The addicts. At least the ones that make it on “Intervention.”
Their lives are usually totally messed up. No job, strained relationships, poor health, endangering their children, embarrassing their family, getting in trouble with the law, etc.
Many of the hoarders actually keep down a job. Their relationships with their families aren’t great, but you don’t see them mooching off anyone usually. The ones whose children are being taken away from them are sad cases. But I guess I’d be more traumatized as a child seeing my mother sprawled out on the lawn with a bottle of rubbing alcohol in her hand–in front of the whole neighborhood–than I would be seeing her sitting on a pile of junk, in the privacy of our home. Also, at least as an older kid, I would be able to clean up a little. No one can make an addict stop drinking or shooting up.
Although as a kid in a hoarding situation, it would be harder asking for help from the outside world. “My momma’s sleeping on a pile of used adult diapers!” is more embarrassing to say than “My momma’s drinking too much and popping pills!”
Yeah, drugs go straight to your pleasure center (though I suppose that becomes a moot point once you’re actually addicted, as you end up needing the drug in order to function at all). Hoarding is an OCD disorder, which often has an element of terror to it, as in, “if I don’t touch this lightswitch exactly twenty times, my mother will die,” or “if I don’t save every single one of these canned goods, my family will starve.”
Both are equally messed up, but I feel like hoarding would be messed up in a suckier way.
Hoarders have a mental disease that AFAIK has no “magic bullet”. Yeah, therapy seems to help with some, but for a lot it’s just a gear wrong in the brain and I’ve not seen anything (yet) that can easily fix the phobia of discarding something that has no use.
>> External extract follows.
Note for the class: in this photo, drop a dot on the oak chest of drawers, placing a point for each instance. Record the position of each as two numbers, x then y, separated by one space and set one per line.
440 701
Drug addicts on the other hand - in most cases, it’s a chemical problem. Most addictions, and nearly all drug addictions, are chemical problems. The drugs of choice overwhelm the brain with need/reward chemical pathways, which is why it’s so hard to quit. That said - for some drugs, there are chemical therapies.
I absolutely do not deny that either condition is devastating, difficult and heartbreaking. And I would never diminish the arduous struggle that anyone has with either. I have family members with each. But AFAIK, there’s still no methadone for hoarding. And as it is a “natural”, or at least reliably repeating condition, how the deuce do you treat it?
What about the hoarders who are drug addicts? As someone with OCD who has, many years ago, also abused a variety of drugs, I can say that really is the cream of the crap. The bizarre thing is that, as it turns out, certain recreational drugs like Ecstasy seem to hold great promise as a treatment for OCD. One of the drugs I used fairly extensively was 3,4 methdioxyamphetamine. It’s a compound similar to Ecstasy, being a member of a class known as psychedelic amphetamines. I used MDA for about 2 years. After I stopped, my OCD symptoms had virtually vanished and stayed in remission for several years.
While my initial comment was meant to be humorous, the fact of the matter is that in many cases, drug use and abuse arises out of an attempt, when conscious or otherwise, to self-medicate. Because of the nature of OCD (e.g., fears of contamination), it’s probably less likely to find people with the disorder who also use drugs. But when I hear about someone who is an addict, my first thought isn’t something like ‘oh, they’re just a degenerate.’ Rather, I wonder what demons they must be trying to run from.